Unfortunately the Europeans have taken this privilege from themselves, the Japanese can't go any lower or looser and have been doing this for decades now, the US is the reserve currency and this has massive implications (despite what BB preaches) and the rest are all playing the same game.


If everyones salvation is to export their way to recovery - then who is buying?

This has turned into an interesting experiement in international politics as we see the self inflicting harm that the determination for each nation to follow it's own self interest at the cost of all other interests.

Self interest is a failed ideological solution to our problems - the banks demonstrated this on a business level and now the politico's are going to bring the world to it's knees with the same policy.


We all share this planet - it's time some reckless arseholes worked this out before they collapse the system again and we go back to 1930's protectionism...which is the ultimate form of political self interest over economic reality.

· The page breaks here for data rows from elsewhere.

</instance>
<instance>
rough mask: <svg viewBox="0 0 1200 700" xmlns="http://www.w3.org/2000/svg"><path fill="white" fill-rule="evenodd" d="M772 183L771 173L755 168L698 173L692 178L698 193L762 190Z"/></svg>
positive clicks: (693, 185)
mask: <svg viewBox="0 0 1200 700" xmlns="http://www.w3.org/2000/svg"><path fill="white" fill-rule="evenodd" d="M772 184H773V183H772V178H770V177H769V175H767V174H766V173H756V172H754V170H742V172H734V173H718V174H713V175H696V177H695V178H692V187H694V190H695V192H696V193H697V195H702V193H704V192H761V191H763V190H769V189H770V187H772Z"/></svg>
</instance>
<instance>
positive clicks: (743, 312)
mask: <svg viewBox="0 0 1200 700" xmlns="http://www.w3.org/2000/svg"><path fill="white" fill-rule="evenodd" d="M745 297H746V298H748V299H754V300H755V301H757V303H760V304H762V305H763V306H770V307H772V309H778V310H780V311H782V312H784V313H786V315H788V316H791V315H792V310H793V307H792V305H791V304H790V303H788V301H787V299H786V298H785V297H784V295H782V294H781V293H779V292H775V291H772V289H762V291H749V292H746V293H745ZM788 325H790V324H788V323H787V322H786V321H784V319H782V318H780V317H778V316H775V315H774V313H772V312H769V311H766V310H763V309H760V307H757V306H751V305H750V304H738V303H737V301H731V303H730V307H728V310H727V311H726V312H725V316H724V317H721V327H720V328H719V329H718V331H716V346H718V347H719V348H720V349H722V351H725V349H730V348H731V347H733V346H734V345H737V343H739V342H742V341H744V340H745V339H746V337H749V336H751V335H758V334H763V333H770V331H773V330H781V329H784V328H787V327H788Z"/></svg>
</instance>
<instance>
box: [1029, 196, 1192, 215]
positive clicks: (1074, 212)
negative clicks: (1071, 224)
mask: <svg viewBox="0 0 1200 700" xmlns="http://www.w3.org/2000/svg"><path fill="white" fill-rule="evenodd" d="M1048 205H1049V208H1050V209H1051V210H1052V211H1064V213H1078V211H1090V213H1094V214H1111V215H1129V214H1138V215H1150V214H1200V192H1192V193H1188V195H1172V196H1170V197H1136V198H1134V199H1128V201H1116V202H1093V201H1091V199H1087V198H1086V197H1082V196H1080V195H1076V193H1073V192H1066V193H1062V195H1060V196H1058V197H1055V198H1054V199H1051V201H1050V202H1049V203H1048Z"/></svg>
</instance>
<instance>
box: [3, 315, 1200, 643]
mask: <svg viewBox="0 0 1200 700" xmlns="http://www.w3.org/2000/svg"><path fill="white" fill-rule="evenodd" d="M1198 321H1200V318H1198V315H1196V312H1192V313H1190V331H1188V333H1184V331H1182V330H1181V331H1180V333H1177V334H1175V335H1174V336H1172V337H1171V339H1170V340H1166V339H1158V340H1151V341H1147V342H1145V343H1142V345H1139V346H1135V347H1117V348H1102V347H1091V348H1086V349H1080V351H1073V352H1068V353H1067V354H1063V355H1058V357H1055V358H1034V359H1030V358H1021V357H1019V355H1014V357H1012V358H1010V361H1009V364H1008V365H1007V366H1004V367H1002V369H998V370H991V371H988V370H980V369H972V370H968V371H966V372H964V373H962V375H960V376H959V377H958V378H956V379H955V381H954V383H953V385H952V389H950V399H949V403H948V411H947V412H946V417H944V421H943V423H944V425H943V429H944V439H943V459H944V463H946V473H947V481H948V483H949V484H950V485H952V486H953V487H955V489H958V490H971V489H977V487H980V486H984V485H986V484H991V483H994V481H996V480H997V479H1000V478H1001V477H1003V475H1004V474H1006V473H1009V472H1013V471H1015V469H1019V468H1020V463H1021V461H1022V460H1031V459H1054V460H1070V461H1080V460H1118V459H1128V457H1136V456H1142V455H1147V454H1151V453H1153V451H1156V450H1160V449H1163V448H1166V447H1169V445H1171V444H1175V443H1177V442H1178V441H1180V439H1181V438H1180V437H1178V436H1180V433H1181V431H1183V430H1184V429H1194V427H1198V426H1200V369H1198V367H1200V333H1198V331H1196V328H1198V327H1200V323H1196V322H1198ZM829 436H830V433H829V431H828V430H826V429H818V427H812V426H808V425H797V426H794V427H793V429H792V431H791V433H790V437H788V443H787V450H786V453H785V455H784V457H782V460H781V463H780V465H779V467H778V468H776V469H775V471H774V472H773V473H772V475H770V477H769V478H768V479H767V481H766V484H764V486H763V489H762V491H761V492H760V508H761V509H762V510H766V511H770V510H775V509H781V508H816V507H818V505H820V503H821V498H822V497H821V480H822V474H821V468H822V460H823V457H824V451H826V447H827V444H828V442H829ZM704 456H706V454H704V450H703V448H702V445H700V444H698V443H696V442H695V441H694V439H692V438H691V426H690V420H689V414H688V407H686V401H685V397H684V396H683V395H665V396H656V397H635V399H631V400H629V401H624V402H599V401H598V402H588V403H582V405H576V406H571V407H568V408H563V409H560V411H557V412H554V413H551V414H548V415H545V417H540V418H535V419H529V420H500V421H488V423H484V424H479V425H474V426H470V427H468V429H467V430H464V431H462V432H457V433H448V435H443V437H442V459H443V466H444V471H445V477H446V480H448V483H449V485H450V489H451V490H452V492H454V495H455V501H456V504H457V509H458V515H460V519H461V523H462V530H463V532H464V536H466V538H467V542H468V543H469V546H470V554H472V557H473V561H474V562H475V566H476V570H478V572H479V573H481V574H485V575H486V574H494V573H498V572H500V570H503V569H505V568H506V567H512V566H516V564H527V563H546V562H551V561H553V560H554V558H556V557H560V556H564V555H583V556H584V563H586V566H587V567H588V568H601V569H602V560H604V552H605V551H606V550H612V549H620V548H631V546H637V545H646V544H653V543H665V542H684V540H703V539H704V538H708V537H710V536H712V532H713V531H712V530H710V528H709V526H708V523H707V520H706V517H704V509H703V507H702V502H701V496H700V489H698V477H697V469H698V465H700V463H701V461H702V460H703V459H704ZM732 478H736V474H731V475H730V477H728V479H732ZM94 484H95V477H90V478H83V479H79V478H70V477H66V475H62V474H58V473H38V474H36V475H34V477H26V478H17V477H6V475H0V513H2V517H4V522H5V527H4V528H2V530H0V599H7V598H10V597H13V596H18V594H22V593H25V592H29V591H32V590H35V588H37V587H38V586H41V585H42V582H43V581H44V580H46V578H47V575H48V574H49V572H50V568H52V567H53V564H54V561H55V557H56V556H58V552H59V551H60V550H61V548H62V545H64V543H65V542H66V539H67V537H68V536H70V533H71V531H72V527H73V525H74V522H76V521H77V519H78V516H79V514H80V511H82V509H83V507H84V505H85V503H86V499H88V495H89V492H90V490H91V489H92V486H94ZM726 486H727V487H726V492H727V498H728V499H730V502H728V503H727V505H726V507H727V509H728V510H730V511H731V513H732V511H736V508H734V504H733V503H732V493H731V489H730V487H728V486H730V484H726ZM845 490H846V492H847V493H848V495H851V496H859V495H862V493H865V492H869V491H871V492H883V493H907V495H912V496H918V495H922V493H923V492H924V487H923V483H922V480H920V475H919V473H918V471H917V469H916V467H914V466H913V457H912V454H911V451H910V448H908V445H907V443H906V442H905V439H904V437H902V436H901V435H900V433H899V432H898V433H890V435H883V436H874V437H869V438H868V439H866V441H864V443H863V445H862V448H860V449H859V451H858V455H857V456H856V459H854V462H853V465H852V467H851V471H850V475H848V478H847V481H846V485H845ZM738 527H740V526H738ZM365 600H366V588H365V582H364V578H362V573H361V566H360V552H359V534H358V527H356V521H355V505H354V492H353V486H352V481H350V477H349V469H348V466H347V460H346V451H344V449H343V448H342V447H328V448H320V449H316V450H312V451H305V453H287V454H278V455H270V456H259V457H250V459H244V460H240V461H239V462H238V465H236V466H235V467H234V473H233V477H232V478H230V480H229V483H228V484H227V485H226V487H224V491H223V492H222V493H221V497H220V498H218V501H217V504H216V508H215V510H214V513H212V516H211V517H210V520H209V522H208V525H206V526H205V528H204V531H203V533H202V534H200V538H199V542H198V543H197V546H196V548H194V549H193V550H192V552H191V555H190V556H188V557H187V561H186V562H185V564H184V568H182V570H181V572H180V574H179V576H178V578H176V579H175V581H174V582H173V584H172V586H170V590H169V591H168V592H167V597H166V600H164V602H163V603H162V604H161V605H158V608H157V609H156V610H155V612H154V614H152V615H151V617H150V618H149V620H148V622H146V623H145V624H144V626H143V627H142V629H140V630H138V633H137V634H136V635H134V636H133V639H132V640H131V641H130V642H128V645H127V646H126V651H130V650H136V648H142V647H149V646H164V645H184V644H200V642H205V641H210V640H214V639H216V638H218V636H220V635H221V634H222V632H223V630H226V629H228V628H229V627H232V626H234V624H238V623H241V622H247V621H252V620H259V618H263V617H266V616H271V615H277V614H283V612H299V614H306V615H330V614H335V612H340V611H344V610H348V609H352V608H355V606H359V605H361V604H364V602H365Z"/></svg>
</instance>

Game theory my friends, it's all game theory....

Lews Therin's picture

Your reasoning is almost exactly the same as my reasoning... for owning Gold!  Its a race to the bottom for all currencies.  Simpler to go with Gold and not bother trying to jump to or jump off "least stinky" currencies.  


All of this currency shit will not end well.  


I confess to reading stuff from Doug Casey.  I don't always agree with him but he did say one thing that stuck with me:  "Nation States have to go, they're obsolte".  Doug Casey didn't say that exactly but that was what he meant.  I do think the idea of "nation states" are part of the problem.  That along with central planning and socialism/fascism/communism...


Mountainview's picture

There should also be a blackmarket for Renminbi. It can only go up. It already exists in Hanoi. North Vietnames

prefer Renminbi over Dollar for blackmarket trades.

LawsofPhysics's picture

This guy is a clown.  If you don't like the funny money, demand payment for oil in something else. 

ExpendableOne's picture

Didn't qadaffy dabble in gold for oil?  Look what it did to his country.

schizo321437's picture

And it all comes a tumblin...

slewie the pi-rat's picture
So Does The Spike In Chinese Exports Mean A Comparable, And GDP-Reducing, Surge In US Imports?



ThirdCoastSurfer's picture

"what an exporter calls a March export to the US may be different than what the US calls a March import"

Add this to list that includes other new phenomena like snow, cold and water.